ExxonMobil to pay $1.4 million after 2012 crude pipeline spill

ExxonMobil Corp. has agreed to pay $1.4 million to settle federal claims arising from a 2012 crude oil pipeline spill in Louisiana.

A pipe in ExxonMobil’s North Line ruptured in April 2012 near Torbert, about 20 miles west of Baton Rouge, La., the Environmental Protection Agency (EPA) and Department of Justice said Tuesday. The pipeline belongs to ExxonMobil Pipeline Co., a subsidiary of the oil giant.


Federal officials said some oil entered waterways as a result of the 2,800-barrel spill, violating federal water pollution rules.

“All businesses have an obligation to protect their workers, the local community and the environment in which they operate,” Cynthia Giles, who leads EPA’s enforcement efforts, said in a statement. “EPA is committed to protecting communities by enforcing laws that reduce pollution in local waterways.”

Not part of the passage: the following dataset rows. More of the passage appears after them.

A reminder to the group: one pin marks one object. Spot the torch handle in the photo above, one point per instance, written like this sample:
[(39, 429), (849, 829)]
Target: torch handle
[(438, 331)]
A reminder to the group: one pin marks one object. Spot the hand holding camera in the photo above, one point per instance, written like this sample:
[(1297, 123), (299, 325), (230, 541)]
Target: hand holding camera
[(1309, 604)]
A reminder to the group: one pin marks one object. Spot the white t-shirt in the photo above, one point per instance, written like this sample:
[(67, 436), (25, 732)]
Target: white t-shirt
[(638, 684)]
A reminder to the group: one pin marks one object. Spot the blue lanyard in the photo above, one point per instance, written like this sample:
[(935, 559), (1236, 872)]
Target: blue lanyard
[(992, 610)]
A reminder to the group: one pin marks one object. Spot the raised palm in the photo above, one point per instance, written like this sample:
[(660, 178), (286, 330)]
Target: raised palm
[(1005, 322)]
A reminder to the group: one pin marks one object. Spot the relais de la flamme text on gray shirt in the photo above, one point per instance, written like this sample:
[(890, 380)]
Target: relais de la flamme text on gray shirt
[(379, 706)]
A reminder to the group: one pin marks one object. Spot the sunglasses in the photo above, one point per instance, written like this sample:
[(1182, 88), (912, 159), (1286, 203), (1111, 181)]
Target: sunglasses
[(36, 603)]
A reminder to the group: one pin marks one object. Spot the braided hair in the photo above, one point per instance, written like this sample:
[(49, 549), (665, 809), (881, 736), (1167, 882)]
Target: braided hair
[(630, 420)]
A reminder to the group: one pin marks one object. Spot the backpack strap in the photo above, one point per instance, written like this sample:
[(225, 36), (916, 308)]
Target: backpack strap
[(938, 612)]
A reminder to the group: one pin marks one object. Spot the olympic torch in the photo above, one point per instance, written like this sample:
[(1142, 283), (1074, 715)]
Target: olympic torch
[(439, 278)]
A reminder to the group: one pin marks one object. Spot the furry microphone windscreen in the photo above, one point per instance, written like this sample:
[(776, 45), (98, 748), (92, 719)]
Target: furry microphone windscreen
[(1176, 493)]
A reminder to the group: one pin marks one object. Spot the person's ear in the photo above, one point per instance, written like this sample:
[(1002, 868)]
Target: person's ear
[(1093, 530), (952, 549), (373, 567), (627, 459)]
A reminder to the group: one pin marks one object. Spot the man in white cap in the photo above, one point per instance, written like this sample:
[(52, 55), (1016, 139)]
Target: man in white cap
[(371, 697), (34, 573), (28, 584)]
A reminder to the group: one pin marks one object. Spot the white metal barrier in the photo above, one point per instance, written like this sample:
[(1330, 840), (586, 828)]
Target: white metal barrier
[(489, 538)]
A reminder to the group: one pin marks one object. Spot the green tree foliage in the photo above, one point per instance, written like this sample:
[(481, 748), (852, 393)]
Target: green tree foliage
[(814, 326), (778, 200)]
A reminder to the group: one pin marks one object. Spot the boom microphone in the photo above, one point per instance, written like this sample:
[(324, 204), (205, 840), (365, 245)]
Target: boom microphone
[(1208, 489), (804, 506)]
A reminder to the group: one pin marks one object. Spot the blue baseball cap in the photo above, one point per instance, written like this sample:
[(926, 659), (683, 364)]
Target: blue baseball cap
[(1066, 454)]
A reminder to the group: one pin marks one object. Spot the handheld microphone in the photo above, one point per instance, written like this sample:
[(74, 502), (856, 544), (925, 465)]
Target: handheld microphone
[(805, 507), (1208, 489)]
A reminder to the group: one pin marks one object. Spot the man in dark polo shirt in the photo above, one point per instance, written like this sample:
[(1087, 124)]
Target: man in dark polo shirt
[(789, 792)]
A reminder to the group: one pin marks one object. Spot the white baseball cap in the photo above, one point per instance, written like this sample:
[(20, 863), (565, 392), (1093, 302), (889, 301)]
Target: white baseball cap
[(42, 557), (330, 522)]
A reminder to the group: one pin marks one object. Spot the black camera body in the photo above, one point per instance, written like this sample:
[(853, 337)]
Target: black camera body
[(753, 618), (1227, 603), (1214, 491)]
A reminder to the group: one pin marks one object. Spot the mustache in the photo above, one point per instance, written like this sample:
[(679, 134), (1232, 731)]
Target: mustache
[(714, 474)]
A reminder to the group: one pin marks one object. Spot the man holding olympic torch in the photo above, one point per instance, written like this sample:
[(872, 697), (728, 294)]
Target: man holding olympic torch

“Oil spills into our nation’s waters endanger public health and the environment and warrant concerted enforcement efforts,” Sam Hirsch, chief of Justice’s environmental division, said in the statement. “Today’s settlement achieves a just result and furthers our enforcement mission.”

The settlement came in the form of a consent decree filed Tuesday in federal court along with the underlying complaint. It is subject to a public comment period and court approval.

ExxonMobil confirmed in a statement that it entered into the settlement.

“We believe that this settlement provides for an acceptable outcome that avoids protracted litigation between the parties,” said spokesman Christian Flathman. “Safety is always our priority, and we are committed to operating in a safe and responsible manner.”

Flathman did not say whether or not ExxonMobil admitted to the federal government’s allegations.

In addition to the penalty, federal officials said ExxonMobil was responsible for the costs related to cleaning the spill and pipeline repair to federal standards.